Created | Updated Jan 28, 2002
Black holes are celestial bodies that are characterized by enormous mass and very little illumination. They are formed when very large stars die and collapse under the weight of their own gravity, which concentrates the mass of the star into a very small space, creating a powerful gravity well. A star with a mass of about 10 - 20 times the mass of our Sun may produce a black hole at the end of its life.
When a very massive star exhausts its nuclear fuel it explodes as a supernova. The outer parts of the star are expelled violently into space, while the core completely collapses under its own weight. This can form a variety of objects depending on the size and make up of the original star. For a small star, they form a brown dwarf, (no light emitted), for a sun sized star they form a white dwarf, for a large star (10 solar masses) they form a neutron star and for much larger stars (30 solar masses or more) they form black holes, infinitely compressing back on themselves.

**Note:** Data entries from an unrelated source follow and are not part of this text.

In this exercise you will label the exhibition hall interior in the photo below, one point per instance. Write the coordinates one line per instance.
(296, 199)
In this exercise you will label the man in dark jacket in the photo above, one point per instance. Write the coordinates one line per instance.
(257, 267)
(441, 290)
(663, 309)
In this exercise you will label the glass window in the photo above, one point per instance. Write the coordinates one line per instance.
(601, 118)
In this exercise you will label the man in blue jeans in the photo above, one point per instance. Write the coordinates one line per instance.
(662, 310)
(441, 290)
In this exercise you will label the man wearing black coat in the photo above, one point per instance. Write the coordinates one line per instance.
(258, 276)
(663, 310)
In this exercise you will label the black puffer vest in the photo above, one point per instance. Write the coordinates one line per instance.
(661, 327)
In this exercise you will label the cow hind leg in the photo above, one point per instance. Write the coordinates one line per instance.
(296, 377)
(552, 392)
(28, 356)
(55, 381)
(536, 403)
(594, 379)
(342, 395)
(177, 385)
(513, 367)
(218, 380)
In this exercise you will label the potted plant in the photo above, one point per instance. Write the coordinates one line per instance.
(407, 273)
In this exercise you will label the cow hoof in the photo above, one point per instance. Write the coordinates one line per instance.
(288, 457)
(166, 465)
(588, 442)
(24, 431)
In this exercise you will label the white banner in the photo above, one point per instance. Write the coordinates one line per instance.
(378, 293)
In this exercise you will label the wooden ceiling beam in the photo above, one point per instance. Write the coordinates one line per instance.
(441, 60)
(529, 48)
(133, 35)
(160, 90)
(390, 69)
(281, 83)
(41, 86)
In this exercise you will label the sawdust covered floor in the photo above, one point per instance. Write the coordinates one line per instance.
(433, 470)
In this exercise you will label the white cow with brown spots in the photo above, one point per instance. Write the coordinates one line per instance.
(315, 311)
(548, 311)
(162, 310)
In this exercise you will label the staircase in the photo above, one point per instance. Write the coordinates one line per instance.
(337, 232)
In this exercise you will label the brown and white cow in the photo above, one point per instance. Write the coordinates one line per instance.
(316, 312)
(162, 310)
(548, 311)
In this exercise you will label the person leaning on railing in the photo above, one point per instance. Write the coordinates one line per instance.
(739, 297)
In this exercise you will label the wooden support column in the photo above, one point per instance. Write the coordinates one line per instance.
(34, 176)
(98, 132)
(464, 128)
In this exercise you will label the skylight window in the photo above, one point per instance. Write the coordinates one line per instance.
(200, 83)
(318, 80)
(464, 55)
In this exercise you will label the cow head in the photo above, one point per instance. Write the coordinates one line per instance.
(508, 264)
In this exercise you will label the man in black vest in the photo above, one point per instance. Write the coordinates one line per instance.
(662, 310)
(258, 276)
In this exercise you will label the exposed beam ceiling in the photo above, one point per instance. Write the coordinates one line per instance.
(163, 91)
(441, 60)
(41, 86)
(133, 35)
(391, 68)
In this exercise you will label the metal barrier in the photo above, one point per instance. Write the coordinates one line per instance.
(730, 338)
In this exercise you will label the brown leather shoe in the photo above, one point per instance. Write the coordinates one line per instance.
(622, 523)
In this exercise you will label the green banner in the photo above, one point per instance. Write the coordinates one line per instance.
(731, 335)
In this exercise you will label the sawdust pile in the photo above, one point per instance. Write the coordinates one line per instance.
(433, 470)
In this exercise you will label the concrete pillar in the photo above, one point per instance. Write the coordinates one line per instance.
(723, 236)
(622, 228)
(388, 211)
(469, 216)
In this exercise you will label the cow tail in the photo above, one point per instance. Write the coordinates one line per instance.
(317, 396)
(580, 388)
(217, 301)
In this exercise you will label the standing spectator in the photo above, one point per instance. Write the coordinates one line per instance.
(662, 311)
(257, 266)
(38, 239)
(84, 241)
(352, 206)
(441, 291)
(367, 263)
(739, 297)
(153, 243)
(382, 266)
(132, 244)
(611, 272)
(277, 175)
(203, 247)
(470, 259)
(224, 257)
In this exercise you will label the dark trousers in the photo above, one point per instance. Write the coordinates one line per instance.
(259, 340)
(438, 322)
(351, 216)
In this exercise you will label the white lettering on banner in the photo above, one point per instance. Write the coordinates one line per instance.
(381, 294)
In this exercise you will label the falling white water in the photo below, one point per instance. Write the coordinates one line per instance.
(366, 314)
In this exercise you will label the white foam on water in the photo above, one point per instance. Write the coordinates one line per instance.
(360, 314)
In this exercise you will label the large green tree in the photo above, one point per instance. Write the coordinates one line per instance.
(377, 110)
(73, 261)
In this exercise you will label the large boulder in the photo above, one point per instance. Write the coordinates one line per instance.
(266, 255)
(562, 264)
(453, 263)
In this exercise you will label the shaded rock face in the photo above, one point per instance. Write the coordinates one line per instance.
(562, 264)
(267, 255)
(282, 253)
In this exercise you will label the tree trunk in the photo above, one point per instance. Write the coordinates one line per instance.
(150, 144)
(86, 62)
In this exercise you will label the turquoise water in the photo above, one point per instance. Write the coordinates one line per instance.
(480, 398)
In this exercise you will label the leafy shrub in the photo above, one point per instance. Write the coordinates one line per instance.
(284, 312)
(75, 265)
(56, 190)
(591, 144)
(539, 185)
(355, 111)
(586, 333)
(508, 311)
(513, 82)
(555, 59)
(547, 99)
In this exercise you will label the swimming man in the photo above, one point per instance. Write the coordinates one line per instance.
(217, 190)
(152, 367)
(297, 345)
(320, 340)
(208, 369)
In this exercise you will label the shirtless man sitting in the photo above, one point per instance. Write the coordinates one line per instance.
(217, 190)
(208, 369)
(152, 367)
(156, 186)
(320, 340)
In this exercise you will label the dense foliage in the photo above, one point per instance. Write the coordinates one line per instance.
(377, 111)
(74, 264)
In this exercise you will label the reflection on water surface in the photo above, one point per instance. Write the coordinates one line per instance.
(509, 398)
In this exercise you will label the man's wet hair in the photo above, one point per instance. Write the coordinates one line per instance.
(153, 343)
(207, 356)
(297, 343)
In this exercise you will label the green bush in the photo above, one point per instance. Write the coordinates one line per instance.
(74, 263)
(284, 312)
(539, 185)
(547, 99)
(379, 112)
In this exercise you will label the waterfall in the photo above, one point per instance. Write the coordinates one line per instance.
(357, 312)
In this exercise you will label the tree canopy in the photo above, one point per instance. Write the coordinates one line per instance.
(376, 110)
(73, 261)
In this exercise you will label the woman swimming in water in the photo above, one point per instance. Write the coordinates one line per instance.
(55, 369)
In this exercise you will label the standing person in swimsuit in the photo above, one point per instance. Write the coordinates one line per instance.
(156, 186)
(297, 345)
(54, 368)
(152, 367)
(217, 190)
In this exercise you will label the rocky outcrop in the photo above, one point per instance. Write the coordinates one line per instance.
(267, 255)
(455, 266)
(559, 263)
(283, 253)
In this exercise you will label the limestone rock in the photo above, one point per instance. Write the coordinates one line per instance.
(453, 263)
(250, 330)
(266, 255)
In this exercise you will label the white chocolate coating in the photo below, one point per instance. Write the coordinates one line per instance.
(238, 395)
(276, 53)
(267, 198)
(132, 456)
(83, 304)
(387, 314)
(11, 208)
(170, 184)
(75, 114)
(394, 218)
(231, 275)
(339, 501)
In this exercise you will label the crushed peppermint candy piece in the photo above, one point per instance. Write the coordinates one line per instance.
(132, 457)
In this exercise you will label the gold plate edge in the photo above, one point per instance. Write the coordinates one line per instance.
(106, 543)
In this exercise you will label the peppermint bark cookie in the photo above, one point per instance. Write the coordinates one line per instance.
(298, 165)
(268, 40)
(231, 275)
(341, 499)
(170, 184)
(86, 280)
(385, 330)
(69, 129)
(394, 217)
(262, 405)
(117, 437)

The gravity well surrounding a black hole is so great that light, or objects moving at the speed of light, are unable to escape at a point of proximity known as the 'event horizon'. To escape the gravitational pull you would have to go past the speeed of light, which is theoretically impossble. Objects or people who are unfortunate enough to enter the event horizon experience forces which are indescribable by conventional physics. There is no need to worry oneself about such complexities, however, as anything of substantial mass approaching said event horizon would first be subjected to terribly violent forces which are quite describable by conventional physics and are almost always fatal.
The Accreation Disk is the circle that forms around the event horizon. As matter is pulled in by the black hole, it slowly circles inwards towards the event horizon, before getting sucked in to some unknown fate.
Some of the more imaginative scientists have speculated that the mysterious event horizon of a black hole is a doorway to another fantastic universe, most simply agree that black holes really suck.